One of Metsähallitus’ duties is to nurture the cultural heritage on state-owned land and water areas. In this work, Metsähallitus is implementing the Government's 2010 real-estate strategy and 2014 cultural environment strategy.
Metsähallitus manages almost 400 protected buildings and more than 6,000 antiquities. In addition to these, thousands of important cultural heritage sites are cared for in state-owned land and water areas, ranging from national landscapes to heritage biotopes and environments, and from castle ruins to structures related to the history of forest use. People are interested in the past: in 2016, Metsähallitus’ historic sites attracted more than 830,000 visitors.
In the Sámi Homeland, Metsähallitus secures the preconditions for the Sámi culture in cooperation with local actors.
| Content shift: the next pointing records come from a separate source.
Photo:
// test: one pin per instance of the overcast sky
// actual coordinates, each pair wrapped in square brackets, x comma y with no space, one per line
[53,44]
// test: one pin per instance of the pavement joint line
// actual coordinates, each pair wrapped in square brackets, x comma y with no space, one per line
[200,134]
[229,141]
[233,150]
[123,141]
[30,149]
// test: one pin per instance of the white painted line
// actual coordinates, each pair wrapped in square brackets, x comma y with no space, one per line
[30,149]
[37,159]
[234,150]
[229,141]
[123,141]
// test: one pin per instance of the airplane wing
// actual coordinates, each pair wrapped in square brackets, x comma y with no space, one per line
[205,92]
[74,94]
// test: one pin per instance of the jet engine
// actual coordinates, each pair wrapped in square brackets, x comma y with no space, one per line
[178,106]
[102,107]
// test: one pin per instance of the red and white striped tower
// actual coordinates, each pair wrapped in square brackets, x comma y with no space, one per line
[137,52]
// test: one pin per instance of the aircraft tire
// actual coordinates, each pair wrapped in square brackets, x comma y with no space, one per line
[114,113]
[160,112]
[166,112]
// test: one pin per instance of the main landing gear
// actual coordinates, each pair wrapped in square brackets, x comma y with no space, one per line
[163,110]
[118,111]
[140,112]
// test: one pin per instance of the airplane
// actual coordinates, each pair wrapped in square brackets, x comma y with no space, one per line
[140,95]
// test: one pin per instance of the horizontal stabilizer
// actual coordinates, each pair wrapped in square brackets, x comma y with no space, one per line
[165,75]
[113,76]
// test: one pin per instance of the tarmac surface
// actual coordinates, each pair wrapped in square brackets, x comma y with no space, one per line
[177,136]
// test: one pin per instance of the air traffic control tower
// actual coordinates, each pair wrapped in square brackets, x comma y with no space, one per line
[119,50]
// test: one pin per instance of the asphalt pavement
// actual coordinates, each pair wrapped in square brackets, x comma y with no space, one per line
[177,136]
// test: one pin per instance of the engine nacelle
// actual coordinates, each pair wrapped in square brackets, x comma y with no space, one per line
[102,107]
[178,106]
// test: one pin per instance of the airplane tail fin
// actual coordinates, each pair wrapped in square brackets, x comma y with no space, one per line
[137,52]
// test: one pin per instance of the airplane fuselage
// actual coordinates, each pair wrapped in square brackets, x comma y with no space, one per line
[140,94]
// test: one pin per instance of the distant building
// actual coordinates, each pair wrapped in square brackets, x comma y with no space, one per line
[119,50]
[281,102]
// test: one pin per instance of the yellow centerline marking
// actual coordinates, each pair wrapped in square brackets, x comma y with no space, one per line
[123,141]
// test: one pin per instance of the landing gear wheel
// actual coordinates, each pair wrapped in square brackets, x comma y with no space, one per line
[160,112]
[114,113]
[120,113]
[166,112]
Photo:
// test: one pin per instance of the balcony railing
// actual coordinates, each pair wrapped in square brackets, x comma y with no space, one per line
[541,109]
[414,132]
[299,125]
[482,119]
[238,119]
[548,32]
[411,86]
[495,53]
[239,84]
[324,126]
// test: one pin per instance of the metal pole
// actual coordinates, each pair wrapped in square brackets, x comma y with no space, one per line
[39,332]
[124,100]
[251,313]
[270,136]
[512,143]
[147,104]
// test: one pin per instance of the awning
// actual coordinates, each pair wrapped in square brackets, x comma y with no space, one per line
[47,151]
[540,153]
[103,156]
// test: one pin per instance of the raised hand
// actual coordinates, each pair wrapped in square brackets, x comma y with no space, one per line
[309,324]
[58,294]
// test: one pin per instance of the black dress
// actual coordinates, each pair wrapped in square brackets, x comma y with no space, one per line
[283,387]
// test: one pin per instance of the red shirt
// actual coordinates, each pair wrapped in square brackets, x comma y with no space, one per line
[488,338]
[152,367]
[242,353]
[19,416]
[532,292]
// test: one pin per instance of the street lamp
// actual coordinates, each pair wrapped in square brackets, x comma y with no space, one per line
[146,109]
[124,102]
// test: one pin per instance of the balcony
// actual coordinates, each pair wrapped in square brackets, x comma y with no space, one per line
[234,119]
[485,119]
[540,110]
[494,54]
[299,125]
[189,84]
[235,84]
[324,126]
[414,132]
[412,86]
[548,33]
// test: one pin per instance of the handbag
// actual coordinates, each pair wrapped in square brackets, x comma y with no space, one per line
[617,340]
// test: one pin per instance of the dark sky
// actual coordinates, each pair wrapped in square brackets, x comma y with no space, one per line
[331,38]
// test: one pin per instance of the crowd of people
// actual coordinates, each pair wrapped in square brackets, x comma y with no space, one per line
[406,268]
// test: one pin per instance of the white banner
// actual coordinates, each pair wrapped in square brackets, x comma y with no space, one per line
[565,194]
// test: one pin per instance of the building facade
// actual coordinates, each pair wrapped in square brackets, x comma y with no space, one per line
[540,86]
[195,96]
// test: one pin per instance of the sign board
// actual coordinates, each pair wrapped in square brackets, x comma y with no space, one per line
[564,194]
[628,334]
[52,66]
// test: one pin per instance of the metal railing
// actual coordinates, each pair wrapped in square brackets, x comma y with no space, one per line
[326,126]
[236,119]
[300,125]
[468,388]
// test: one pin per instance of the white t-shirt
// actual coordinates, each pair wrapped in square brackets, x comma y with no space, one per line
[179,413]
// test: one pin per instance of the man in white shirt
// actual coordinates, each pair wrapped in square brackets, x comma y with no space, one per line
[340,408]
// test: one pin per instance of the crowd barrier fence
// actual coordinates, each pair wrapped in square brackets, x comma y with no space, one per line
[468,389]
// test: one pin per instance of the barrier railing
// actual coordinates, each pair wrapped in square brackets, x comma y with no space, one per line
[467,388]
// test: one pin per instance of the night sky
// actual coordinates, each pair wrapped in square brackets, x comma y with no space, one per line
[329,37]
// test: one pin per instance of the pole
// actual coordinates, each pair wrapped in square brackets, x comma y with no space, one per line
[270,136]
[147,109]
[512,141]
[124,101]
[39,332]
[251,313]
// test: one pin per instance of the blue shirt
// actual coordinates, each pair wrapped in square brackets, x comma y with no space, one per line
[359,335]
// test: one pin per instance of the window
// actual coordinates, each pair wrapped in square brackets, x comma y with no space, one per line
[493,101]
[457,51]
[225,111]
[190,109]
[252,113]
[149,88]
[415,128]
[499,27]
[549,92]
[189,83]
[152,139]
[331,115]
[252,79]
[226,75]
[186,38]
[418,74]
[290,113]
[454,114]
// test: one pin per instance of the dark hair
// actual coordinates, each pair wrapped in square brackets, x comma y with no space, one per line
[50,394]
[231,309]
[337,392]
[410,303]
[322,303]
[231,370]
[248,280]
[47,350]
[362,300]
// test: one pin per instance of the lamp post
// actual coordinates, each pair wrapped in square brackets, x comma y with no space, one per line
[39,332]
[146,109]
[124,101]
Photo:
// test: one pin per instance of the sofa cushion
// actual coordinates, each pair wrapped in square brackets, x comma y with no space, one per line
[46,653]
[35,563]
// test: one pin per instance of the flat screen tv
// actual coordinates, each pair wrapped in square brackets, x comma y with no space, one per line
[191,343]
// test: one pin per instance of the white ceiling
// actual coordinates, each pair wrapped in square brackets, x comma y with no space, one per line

In addition to sites protected on a statutory basis, Metsähallitus has decided to secure the protection of thousands of valuable cultural heritage sites in multiple-use forests. In marine regions, the protection of the archipelago culture is integral to Metsähallitus’ operations. An example of this is the diverse tourist and hiking services developed over the years, in cooperation with local actors, for the Kvarken World Heritage Site, which celebrated its tenth anniversary in 2016.
Management of real estate property considered valuable in terms of its cultural history became a statutory duty for Metsähallitus on the basis of the new Act on Metsähallitus (234/2016). Accordingly, Parks & Wildlife Finland manages the valuable landscapes, architectural heritage and archaeological sites in the areas it administers, in a way which reflects its responsible and systematic ownership policy.
Metsähallitus manages traditional landscapes in protected areas in accordance with its management and use plans, in accordance with the guidance of the Ministry of the Environment. It also manages buildings and antiquity sites in collaboration with the museum authorities. The cultural heritage is mapped before any management and restoration measures are undertaken.
The preservation of cultural heritage for future generations is also taken into account in multiple-use forests in commercial use. New guidelines to this effect have been drawn up in cooperation with the National Board of Antiquities and other organisations, and incorporated into Metsähallitus’ Environmental Guidelines for Practical Forest Management. In accordance with the environmental objectives for 2016, four training sessions were arranged for Forestry staff in identifying cultural heritage sites and taking them into account in forestry operations. Approximately 80 members of staff attended these.